Daria had never thought so, but ever since the plane crash, she was not sure exactly what Shelly needed. She thought of telling Rory about that incident. It would be so good to tell someone, and she was certainly doing her fair share of gut-spilling here. But she didn’t want to burden him with that, or to color his positive feelings about Shelly. She still wondered what the family of the pilot had been told about how she had met her death. Whatever they’d been told, they’d been lied to.

“No, I don’t think she needs a placement,” she said. “But she does still need
me
. Pete was offered a job in Raleigh, and he wanted me to go with him, which, of course, meant leaving Shelly behind, and I couldn’t consider that. Even if Shelly would have been willing to move to Raleigh, Pete would never have allowed her to live with us.” Saying this out loud, reliving it, made her angry with Pete all over again.

“He doesn’t sound like a very sympathetic sort of guy,” Rory said.

“Not when it came to Shelly, anyway.”

“You’re right. It does sound like our problem with Polly, although in retrospect, Glorianne and I had drifted apart on a
lot of other issues as well. I don’t like thinking about it,” he said with a shudder. “It was a terrible time, with Polly getting stuck in the middle. That’s when she died, and I can’t help but think that the stress of living with me and Glorianne contributed to that.”

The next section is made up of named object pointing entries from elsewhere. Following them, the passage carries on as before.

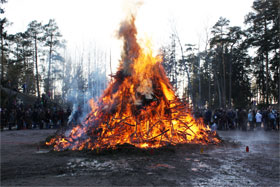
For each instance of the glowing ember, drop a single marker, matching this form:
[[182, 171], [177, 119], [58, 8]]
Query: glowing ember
[[139, 107]]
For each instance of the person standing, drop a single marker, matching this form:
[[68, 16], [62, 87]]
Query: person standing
[[258, 120]]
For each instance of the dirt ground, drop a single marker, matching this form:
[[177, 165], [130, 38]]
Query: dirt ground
[[24, 163]]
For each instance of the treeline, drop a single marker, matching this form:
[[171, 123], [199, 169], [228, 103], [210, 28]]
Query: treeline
[[37, 62], [238, 67], [31, 59]]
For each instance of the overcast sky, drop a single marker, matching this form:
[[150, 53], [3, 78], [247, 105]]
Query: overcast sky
[[85, 21]]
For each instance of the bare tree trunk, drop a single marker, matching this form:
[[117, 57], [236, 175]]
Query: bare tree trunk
[[224, 77], [187, 70], [266, 68], [2, 53], [49, 70], [230, 75], [199, 83], [36, 65]]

Daria touched his arm. “I think it was better that she was with you, no matter what the circumstances, than to be left alone after your parents died. Don’t you?”

“I think so,” he said. “I hope so.” He looked out to sea, and she saw sailboats reflected in the lenses of his sunglasses. Two small lines creased the skin above his eyebrows, and she wanted to touch them, erase them.

“You’re a good person,” she said softly. “I wish you weren’t so hot on digging into Shelly’s past, but I’m still glad you’ve come to Kill Devil Hills this summer.”